Das Requiem Auream ist ein Requiem für unsere Zeit – ein Werk über Licht und Dunkel, über Gericht und Gnade, über die Kraft des Todes und die Verwandlung des Lebens. Es ist gebaut wie ein Kreuz aus Klang:
Die horizontale Achse aus den sieben lateinischen Chorsätzen der Totenmesse, die durch die Zeit schreiten – von der Erde bis an die Schwelle der Ewigkeit – und die vertikale Achse aus den zwei Meditationen an Anfang und Ende und den sechs Intermezzi, in denen deutsche Worte aus der Bergpredigt Jesu erklingen – wie Lichtstrahlen, die vom Himmel in den Abgrund fallen.

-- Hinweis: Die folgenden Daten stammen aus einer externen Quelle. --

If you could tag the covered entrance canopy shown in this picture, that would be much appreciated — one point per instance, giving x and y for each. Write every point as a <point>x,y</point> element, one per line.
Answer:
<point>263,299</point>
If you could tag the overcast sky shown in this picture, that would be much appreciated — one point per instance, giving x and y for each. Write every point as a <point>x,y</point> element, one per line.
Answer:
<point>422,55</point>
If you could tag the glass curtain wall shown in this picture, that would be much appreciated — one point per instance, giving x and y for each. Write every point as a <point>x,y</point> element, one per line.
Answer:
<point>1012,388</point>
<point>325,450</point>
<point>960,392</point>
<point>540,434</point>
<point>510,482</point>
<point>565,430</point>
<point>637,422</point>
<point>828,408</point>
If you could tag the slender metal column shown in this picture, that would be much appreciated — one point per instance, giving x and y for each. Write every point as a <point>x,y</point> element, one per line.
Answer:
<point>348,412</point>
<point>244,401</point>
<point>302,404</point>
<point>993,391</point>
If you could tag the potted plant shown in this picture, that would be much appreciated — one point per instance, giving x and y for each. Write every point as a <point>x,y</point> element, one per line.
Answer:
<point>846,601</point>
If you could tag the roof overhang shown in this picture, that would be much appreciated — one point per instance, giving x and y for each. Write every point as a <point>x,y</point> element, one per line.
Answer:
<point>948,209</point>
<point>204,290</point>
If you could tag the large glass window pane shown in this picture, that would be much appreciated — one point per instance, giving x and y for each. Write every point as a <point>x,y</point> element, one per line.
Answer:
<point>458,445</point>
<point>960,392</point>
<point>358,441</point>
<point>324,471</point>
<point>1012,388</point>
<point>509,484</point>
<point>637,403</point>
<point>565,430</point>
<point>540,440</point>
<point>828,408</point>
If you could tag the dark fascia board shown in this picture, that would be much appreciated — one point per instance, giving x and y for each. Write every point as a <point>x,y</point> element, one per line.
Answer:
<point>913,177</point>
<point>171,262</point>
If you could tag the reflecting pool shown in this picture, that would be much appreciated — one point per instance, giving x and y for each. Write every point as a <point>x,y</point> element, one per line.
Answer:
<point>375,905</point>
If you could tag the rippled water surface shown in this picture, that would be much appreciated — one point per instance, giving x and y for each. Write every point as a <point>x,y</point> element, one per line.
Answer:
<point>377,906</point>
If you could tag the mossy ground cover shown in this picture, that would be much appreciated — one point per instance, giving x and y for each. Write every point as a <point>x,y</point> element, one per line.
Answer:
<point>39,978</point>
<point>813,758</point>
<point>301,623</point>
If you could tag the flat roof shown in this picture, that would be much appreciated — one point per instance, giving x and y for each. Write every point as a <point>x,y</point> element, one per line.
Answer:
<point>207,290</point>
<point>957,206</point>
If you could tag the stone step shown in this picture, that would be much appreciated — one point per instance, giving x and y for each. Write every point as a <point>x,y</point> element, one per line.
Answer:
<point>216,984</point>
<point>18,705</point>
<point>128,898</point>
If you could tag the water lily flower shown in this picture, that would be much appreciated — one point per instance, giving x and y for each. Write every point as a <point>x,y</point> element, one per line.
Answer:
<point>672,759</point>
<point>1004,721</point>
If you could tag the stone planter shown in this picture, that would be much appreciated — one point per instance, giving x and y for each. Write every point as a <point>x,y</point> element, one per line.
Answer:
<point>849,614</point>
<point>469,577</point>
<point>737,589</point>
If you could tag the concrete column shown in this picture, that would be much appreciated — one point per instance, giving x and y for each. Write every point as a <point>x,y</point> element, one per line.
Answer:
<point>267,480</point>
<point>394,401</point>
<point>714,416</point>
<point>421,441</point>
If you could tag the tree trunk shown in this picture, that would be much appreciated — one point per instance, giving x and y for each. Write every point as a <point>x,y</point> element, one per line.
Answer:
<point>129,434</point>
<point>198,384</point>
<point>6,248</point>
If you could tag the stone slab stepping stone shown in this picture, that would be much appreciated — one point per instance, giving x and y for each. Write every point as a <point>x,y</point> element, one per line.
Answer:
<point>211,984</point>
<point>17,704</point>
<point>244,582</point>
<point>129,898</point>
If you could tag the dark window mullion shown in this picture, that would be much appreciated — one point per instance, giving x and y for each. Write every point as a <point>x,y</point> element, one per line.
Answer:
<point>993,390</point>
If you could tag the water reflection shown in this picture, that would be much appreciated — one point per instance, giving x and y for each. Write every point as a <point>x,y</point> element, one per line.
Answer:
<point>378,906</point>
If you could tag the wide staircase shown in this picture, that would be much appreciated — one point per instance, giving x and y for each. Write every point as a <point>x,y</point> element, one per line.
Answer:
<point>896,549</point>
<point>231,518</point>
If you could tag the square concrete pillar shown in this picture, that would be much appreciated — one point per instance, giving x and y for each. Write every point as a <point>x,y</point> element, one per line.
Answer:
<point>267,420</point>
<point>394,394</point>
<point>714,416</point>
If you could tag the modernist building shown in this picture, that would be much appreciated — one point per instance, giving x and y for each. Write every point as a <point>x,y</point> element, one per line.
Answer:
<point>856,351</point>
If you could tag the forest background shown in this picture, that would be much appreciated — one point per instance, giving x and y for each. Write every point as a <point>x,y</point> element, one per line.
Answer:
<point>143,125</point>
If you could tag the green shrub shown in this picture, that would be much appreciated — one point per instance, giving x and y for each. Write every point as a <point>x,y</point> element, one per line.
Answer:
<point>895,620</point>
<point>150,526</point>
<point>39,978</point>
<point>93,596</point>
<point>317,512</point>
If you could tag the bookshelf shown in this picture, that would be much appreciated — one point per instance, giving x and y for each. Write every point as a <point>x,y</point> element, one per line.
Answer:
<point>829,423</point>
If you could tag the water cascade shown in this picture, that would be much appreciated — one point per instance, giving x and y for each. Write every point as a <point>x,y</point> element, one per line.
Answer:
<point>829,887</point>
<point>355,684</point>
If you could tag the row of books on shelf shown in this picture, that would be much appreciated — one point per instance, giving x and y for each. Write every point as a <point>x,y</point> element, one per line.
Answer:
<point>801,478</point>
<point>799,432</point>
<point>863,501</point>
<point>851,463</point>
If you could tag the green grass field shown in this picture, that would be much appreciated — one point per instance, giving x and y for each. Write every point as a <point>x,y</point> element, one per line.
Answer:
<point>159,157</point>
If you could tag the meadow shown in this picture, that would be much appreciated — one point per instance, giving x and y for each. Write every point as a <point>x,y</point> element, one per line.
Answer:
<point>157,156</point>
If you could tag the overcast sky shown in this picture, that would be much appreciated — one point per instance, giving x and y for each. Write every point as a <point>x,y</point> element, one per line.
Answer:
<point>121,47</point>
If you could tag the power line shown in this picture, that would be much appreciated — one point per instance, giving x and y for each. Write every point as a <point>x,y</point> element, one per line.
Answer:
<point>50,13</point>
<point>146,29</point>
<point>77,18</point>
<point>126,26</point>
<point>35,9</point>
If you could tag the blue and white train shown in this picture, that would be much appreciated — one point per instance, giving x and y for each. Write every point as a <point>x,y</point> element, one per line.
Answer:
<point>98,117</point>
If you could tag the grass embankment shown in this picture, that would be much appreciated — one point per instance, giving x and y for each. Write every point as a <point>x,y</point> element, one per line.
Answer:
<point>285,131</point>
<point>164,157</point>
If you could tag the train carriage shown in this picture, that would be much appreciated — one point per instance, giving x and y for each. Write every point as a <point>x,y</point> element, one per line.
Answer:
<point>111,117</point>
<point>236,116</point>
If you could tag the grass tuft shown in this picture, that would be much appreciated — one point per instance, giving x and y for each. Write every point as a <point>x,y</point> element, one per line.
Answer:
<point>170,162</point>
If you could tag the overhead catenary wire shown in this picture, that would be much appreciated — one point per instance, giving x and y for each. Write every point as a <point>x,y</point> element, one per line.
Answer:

An der Kreuzung beider Linien entsteht das Herz des Werkes: jene goldene Mitte, in der menschliche und göttliche Erfahrung sich berühren.
Hier wird Musik zum Gleichnis – zur Versöhnung von Himmel und Erde, von Glauben und Zweifel, von göttlichem Licht und menschlicher Dunkelheit.
Die horizontale Achse – Der Weg der Zeit
Die sieben Chorwerke folgen der Liturgie eines klassischen Requiems, doch in neuem Klanggewand.
Der Introitus („Requiem aeternam“)
öffnet sich wie ein Tor aus Klangstein – monumental, ruhig, getragen von in sich ruhendem Klangmauern aus Chor und Klaviersextett - ein feierliches Portal, durch das der Hörer schreitet – hinein in den Raum des Erinnerns.
Das Kyrie, die Anrufung Gottes und Christus um Erbarmen, bittet in schwerelosen Harmonien, chromatischen Linien und leuchtenden Septnonakkorden – eine Klanglichkeit, die zwischen Schmerz und Trost schwebt.
Das Dies Irae bricht wie ein mechanischer Sturm herein – rhythmisch, präzise, fast roboterhaft – ein Sinnbild für den Tag des Zorns im Zeitalter der künstlichen Intelligenz, in dem der Mensch sein eigenes Gericht erschafft.
Im Lacrimosa – dem Herzstück – fließen Tränen aus Klang.
Freudige und schmerzvolle Tränen, jede Dissonanz ein offener Moment zwischen Spannung und Entspannung, jede Terz ein Tropfen Menschlichkeit im atmenden Gewebe melismatischen Klangstroms. In seiner Mitte steht die Liebe zu Jesus – einem Zustand, in dem sich ein schweres Kreuz in Licht verwandelt.
Das Confutatis greift die Motorik des Dies Irae wieder auf: ein rhythmisches Feuer, das die Höllenflammen nicht als Strafe, sondern als Läuterung begreift.
Das Agnus Dei, das Lamm Gottes, antwortet mit zarter Chromatik und tiefgründigem Gleichmut mit einem Gebet, das zwischen den Welten pendelt, auf sein Spiegelbild im Kyrie.
Das Libera me, der große Finalsatz, erhebt die Stimme aus der Tiefe.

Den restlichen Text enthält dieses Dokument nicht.